“It did not melt my lead or my sounding-wire,” said he. And as he said these words her heart fell.
The temperature of this great perforation was taken at many points, and when Roland brought to Margaret the statement of the height of the mercury at the very bottom she was astounded and shocked to find that it was only eighty-three degrees.
“This is terrible!” she ejaculated.
“What do you mean?” he asked in surprise. “That is not hot. Why, it is only summer weather.”
But she did not think it terrible because it was so hot; the fact that it was so cool had shocked her. In such temperature one could live! A great source of trust and hope had been taken from her.
“Roland,” she said, sinking into a chair, “I don't understand this at all. I always thought that it became hotter and hotter as one went down into the earth; and I once read that at twenty miles below the surface, if the heat increased in proportion as it increased in a mine, the temperature must be over a thousand degrees Fahrenheit. Your instrument could not have registered properly; perhaps it never went all the way down; and perhaps it is all a mistake. It may be that the lead did not go down so far as you think.”
He smiled; he was becoming calmer now, for he was doing something: he was obtaining results.

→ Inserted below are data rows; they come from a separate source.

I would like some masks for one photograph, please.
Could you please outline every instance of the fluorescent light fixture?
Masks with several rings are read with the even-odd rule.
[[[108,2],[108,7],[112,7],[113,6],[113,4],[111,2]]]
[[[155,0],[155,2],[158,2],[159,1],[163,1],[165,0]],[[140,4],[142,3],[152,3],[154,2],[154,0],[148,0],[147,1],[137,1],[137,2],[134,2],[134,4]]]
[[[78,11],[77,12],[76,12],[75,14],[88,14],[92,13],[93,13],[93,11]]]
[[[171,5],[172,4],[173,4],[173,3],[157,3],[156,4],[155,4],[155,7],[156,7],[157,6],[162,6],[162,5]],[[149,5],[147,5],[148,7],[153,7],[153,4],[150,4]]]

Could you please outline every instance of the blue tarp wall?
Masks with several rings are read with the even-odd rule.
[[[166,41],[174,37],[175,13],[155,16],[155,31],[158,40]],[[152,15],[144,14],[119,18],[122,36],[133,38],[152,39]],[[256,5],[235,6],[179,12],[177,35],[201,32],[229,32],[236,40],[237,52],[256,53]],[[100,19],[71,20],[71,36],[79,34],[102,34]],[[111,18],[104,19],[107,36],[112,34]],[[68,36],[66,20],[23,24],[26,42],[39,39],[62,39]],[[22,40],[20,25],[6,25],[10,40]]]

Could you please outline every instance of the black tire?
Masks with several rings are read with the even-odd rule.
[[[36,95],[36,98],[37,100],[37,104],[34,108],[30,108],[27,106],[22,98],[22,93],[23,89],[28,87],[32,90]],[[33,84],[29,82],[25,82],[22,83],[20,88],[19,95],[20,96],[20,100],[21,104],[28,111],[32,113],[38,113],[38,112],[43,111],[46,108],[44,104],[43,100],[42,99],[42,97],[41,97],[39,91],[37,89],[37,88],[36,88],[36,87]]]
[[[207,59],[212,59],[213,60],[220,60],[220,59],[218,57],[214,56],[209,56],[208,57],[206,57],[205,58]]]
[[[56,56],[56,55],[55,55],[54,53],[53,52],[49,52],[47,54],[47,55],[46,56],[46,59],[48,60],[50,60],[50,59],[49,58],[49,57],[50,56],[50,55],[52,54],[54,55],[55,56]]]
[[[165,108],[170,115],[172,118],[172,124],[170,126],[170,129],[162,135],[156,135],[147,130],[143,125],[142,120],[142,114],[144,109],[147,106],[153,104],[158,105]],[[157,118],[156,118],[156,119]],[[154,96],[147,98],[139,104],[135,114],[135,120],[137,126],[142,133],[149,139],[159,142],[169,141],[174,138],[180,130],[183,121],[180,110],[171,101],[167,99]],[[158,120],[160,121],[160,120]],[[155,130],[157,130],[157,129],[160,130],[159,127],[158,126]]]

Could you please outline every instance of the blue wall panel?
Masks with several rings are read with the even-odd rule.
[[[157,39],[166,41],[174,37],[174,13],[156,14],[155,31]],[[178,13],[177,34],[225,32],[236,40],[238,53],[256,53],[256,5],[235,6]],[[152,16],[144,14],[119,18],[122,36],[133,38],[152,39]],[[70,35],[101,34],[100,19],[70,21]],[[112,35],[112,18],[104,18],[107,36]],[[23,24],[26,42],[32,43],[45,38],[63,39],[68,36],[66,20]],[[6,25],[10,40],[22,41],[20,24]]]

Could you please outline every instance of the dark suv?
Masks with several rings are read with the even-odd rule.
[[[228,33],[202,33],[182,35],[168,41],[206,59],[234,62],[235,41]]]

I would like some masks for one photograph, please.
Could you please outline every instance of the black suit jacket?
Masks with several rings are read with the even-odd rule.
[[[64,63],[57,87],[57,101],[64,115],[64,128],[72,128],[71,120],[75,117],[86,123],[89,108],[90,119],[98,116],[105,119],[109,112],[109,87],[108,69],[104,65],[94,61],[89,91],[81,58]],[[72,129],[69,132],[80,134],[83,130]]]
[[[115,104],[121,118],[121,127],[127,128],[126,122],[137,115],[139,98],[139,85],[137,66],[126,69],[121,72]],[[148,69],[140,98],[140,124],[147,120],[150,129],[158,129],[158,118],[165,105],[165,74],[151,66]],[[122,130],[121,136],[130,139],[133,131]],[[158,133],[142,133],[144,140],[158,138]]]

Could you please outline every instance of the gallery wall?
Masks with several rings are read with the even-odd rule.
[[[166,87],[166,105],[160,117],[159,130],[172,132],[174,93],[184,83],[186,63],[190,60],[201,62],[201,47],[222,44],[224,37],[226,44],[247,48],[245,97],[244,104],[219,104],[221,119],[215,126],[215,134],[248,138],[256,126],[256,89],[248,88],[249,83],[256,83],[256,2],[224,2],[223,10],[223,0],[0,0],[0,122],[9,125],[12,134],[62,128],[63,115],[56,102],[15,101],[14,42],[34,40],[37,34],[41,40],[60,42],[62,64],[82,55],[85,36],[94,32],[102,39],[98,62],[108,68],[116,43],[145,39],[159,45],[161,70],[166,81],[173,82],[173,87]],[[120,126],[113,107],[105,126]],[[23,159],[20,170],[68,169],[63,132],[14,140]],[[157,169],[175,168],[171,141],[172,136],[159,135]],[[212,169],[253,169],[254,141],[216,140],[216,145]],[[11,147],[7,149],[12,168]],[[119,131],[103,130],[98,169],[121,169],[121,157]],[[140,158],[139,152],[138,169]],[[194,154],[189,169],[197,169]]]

“Those ideas about increasing heat at increasing depths are old-fashioned, Margaret,” he said. “Recent science has given us better theories. It is known that there is great heat in the interior of the earth, and it is also known that the transmission of this heat towards the surface depends upon the conductivity of the rocks in particular locations. In some places the heat comes very near the surface, and in others it is very, very far down. More than that, the temperature may rise as we go down into the earth and afterwards fall again. There may be a stratum of close-grained rock, possibly containing metal, coming up from the interior in an oblique direction and bringing the heat towards the surface; then below that there may be vast regions of other rocks which do not readily conduct heat, and which do not originate in heated portions of the earth's interior. When we reach these, we must find the temperature lower, as a matter of course. Now I have really done this. A little over five miles down my thermometer registered ninety-one, and after that it began to fall a little. But the rocks under us are poor conductors of heat; and, moreover, it is highly probable that they have no near communication with the source of internal heat.”
“I thought these things were more exact and regular,” said she; “I supposed if you went down a mile in one place, you would find it as hot as you would in another.”
“Oh no,” said he. “There is nothing regular or exact in nature; even our earth is not a perfect sphere. Nature is never mathematically correct. You must always allow for variations. In some parts of the earth its heated core, or whatever it is, must be very, very far down.”